I certainly don’t have all the answers; at the same time, here are some ideas that resonate with me now that I’ve walked the path of family member of a person who is ill and being a terminal patient myself:
- Just like I got it wrong with my mom and didn’t do what was best for her, I suspect that many loved ones are acting out of their own pain and uncertainty. While it’s not easy, making the attempt to walk a few days in their shoes might help to see the situation a little differently. A cancer diagnosis does affect the whole family and despite what “should” happen, some family members just can’t see beyond their own perspective, their own pain, their own glimpses of mortality through your experience. It’s not right or good, it just is.
- Just like I was buried in my own concerns and had a difficult time taking on and feeling my mom’s diagnosis, I think sometimes a person who loves a person who is ill doesn’t have the capacity to handle the emotional part. While this can be insanely agonizing to bear as the person with the illness, this is about the loved one’s capacity, not the person who is ill. I’m aware that this is almost impossible to remember in the moment and giving grace while in pain and hurting is something I can’t do, yet. I’m hoping that will improve with some practice and I’ve been given quite a few opportunities to practice over the last three years.
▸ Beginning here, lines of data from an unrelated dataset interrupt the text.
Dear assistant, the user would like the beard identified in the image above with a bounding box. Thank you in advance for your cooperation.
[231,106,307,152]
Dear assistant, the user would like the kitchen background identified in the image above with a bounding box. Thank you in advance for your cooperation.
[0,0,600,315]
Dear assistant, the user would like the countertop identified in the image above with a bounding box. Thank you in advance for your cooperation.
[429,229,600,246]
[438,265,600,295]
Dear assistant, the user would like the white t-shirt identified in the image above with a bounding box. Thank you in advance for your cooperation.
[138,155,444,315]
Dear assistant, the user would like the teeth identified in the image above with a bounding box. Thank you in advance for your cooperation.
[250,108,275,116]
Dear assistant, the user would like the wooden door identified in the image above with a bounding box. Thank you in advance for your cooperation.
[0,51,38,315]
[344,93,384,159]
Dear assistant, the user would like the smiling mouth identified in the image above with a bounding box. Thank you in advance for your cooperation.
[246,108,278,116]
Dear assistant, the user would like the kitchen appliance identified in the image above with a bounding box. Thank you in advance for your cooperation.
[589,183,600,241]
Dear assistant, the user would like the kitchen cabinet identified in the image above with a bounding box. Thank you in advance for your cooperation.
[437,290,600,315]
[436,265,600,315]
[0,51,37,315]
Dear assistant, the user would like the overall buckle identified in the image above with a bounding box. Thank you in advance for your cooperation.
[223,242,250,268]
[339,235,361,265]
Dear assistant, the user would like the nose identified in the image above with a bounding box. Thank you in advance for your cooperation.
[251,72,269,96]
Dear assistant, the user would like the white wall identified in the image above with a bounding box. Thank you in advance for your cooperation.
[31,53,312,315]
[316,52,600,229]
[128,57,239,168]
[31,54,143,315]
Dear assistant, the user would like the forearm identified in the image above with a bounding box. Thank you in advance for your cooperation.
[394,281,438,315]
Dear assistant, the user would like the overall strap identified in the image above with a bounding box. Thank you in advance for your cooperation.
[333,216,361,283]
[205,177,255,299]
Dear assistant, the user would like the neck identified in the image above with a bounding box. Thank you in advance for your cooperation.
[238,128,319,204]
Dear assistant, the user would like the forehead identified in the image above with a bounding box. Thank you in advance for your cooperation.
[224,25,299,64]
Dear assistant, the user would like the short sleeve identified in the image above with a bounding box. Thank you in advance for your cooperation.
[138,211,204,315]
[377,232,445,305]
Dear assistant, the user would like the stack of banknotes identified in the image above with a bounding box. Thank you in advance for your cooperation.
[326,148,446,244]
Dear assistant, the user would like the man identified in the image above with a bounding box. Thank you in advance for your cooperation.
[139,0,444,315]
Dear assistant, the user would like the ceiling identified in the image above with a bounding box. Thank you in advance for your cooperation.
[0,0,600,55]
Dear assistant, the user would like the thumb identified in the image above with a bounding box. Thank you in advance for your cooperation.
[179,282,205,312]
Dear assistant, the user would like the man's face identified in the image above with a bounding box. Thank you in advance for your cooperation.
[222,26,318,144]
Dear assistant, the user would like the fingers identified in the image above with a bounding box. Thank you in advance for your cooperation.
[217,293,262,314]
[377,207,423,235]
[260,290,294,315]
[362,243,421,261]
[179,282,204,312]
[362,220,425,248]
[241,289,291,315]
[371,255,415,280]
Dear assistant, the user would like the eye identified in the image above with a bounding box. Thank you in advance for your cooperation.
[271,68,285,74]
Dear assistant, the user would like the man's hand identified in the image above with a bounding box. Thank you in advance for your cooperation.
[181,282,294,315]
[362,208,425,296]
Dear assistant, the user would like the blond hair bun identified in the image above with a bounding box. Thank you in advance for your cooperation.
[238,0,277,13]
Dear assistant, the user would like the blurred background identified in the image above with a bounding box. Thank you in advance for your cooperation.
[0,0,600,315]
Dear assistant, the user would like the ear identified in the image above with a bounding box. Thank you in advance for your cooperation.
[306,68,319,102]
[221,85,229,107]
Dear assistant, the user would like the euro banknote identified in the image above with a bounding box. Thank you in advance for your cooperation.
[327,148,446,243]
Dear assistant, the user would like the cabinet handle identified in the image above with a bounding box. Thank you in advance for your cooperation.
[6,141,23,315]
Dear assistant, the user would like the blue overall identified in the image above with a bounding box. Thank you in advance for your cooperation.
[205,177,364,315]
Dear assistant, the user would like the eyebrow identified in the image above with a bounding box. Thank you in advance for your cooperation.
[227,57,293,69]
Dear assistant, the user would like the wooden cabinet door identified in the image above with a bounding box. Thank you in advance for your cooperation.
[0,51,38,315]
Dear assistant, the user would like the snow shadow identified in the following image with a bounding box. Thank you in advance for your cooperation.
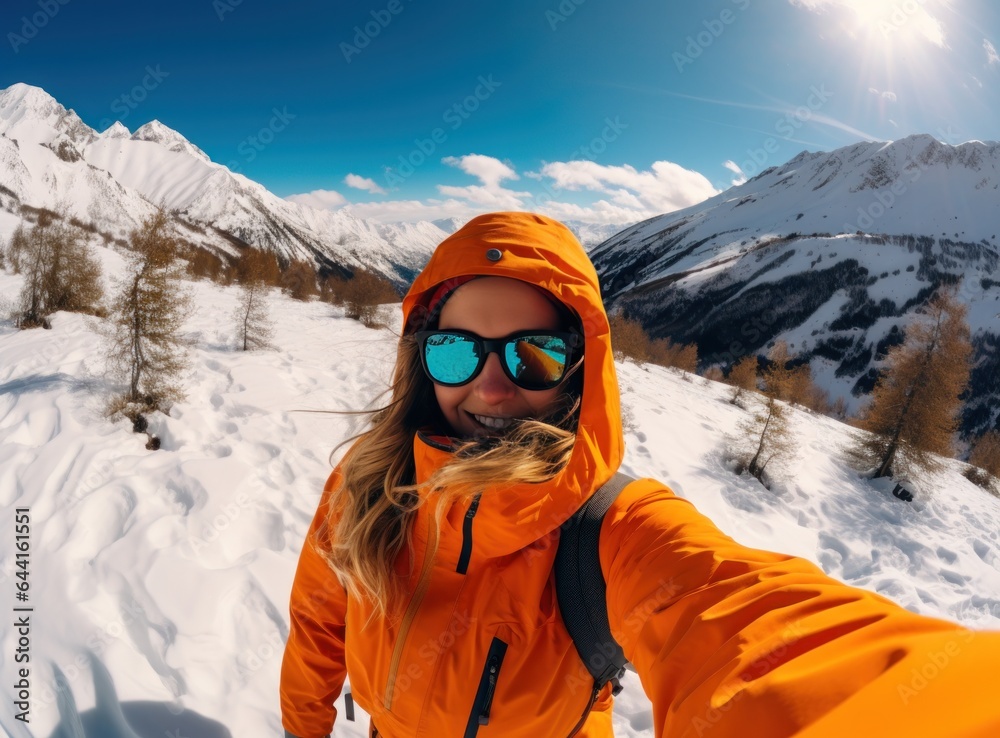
[49,654,233,738]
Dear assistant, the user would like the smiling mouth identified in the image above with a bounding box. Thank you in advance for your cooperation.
[469,413,514,430]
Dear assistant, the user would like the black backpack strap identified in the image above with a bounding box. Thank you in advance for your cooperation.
[555,473,635,694]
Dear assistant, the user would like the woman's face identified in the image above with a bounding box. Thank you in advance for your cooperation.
[434,277,562,438]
- Denial is the first stage of grief and I know that some people who are ill and their families often cope by looking away. When the illness is invisible, it’s even easier to look away and behave as an ostrich does when danger approaches, burying their head in the sand. When someone is living with a terminal illness for years and years like some amazing unicorns in the metastatic community, others come to think it was much ado about nothing. As a person with an illness that requires me to stare down death every day, I get the seductive allure of denial and I confess that I have many ways of escaping from reality too; it’s just a lot harder to handle when someone you love does it when you need them in the valleys.
- History and the past of a relationship doesn’t just vanish when someone in a relationship is ill. Everyone carries baggage with them through life and sometimes it is legitimately impossible to lay that baggage aside no matter how dire the circumstances of the family member or loved one. Walking away from the possibility of forgiveness and reconciliation is tragic, especially when the loved one is terminal and the days are numbered to seek reconnection. Yet, the loved one or family member who makes that choice is the one who loses the most.
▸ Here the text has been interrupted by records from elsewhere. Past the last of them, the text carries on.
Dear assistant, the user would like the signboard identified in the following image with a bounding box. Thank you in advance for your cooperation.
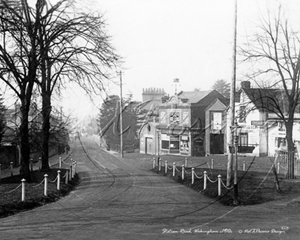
[251,120,265,127]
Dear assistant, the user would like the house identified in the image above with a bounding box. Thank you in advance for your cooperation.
[137,88,168,154]
[156,90,228,156]
[235,81,300,156]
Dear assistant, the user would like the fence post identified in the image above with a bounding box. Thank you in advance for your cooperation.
[10,162,14,176]
[165,160,168,174]
[192,168,195,184]
[65,169,69,184]
[173,162,176,177]
[44,174,48,197]
[158,158,161,172]
[69,163,72,181]
[73,161,77,177]
[57,170,60,191]
[203,171,207,190]
[218,174,222,196]
[30,158,33,172]
[21,178,26,202]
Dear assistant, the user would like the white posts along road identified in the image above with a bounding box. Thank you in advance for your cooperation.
[0,139,299,240]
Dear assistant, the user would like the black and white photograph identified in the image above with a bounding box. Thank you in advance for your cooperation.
[0,0,300,240]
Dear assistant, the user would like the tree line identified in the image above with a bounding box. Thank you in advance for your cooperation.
[0,0,119,178]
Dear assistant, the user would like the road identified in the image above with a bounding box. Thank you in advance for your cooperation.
[0,139,300,240]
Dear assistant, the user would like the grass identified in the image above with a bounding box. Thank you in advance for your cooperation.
[0,169,79,218]
[153,167,300,206]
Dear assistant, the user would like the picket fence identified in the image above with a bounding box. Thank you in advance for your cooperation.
[0,157,77,202]
[153,158,246,196]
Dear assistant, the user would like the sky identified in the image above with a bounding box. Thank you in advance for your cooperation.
[61,0,300,118]
[3,0,300,117]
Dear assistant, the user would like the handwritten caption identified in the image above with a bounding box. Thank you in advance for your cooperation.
[162,227,288,235]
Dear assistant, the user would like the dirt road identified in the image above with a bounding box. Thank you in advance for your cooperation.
[0,139,300,240]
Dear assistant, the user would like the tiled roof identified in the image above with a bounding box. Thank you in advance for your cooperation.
[178,90,212,103]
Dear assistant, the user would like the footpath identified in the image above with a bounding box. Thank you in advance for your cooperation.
[1,149,73,178]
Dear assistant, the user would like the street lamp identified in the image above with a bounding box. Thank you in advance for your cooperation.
[230,121,242,205]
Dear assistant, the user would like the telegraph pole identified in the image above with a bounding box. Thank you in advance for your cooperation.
[226,0,237,187]
[119,71,124,158]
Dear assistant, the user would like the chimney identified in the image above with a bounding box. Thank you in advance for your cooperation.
[241,81,251,89]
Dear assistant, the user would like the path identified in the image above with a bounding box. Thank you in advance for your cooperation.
[0,139,300,240]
- Human capability is only so deep. Every person has their own capacity for looking at suffering, for entering into another’s suffering. As I learned and wrote about earlier in my post Entering In, it truly is a rare person who can outside of other people in the same boat.
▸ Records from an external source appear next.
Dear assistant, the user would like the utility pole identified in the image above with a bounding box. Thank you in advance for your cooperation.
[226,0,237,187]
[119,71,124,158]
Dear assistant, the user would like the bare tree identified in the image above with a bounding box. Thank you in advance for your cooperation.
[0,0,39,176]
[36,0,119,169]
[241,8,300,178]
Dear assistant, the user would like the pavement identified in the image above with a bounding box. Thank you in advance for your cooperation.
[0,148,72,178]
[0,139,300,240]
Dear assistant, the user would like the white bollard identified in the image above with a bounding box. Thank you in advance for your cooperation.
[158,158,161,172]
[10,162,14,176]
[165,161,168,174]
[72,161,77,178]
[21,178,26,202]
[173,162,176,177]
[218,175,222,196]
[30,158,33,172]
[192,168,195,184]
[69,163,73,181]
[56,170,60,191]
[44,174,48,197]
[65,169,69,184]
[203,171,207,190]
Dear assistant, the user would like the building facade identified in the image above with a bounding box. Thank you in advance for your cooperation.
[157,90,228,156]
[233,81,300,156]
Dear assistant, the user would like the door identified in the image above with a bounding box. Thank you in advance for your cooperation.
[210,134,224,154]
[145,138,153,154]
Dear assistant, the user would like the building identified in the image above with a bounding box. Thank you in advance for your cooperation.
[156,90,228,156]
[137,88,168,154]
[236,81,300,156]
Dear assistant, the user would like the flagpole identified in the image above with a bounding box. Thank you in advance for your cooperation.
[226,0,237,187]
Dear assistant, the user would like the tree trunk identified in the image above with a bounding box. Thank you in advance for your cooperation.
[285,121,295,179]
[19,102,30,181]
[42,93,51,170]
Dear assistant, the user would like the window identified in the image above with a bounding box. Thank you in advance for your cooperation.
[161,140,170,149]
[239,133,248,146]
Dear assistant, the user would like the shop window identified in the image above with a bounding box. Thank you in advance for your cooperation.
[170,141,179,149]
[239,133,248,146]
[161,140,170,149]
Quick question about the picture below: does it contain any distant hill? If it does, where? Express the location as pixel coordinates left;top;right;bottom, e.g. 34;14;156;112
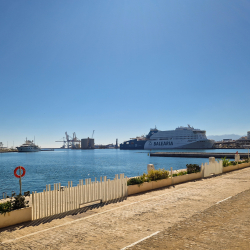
207;134;244;141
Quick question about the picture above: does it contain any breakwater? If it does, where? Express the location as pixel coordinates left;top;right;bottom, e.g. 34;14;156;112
150;152;248;159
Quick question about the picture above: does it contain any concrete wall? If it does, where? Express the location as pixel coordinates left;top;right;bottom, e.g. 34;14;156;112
128;172;202;195
223;163;250;173
0;207;32;228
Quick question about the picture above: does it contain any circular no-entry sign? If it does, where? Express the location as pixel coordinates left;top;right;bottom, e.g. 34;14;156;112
14;166;26;178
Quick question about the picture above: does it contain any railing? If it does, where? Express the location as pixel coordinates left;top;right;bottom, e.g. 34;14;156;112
32;174;127;220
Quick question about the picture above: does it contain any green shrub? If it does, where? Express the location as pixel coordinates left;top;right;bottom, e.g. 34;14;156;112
0;201;12;215
0;194;29;214
127;169;169;186
221;156;232;167
12;194;28;210
173;171;187;177
127;173;149;186
147;169;169;181
186;164;201;174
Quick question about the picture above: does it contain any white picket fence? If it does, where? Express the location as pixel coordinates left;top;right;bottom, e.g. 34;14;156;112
201;160;223;177
32;174;127;220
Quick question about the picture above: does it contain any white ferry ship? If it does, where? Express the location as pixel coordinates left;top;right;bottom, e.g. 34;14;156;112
16;138;41;152
144;125;215;149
This list certainly doesn’t cover everything. As an aside, I’m not sure any of this is relevant in a relationship where there is abuse or violence. Those issues are far more serious and anyone who is in an abusive relationship while dealing with a serious illness is free to contact me so I can connect you with resources.
At the end of the day, what I can say with any confidence is that we are all human. We are all dealing with far more than any other human can really understand. When expectations are violated, when you feel let down, when a loved one gets it wrong, it hurts and that hurt is valid. I have no solutions, I’m working through this myself. All I have figured out is that I have to take two steps back, not apply what I would have done in a particular situation and give grace upon grace upon grace.
It’s not easy and I get it wrong more often than not.
P.S. I’m not referring to any one particular person in this post except for myself and my mom where I have specifically said so. If anyone reading this post feels that I am talking to them or about them, you are probably wrong; at the same time, if you think so, maybe that will help you to think and respond differently in a similar situation. All anyone can ask another is that they make the effort to examine themselves. Namaste.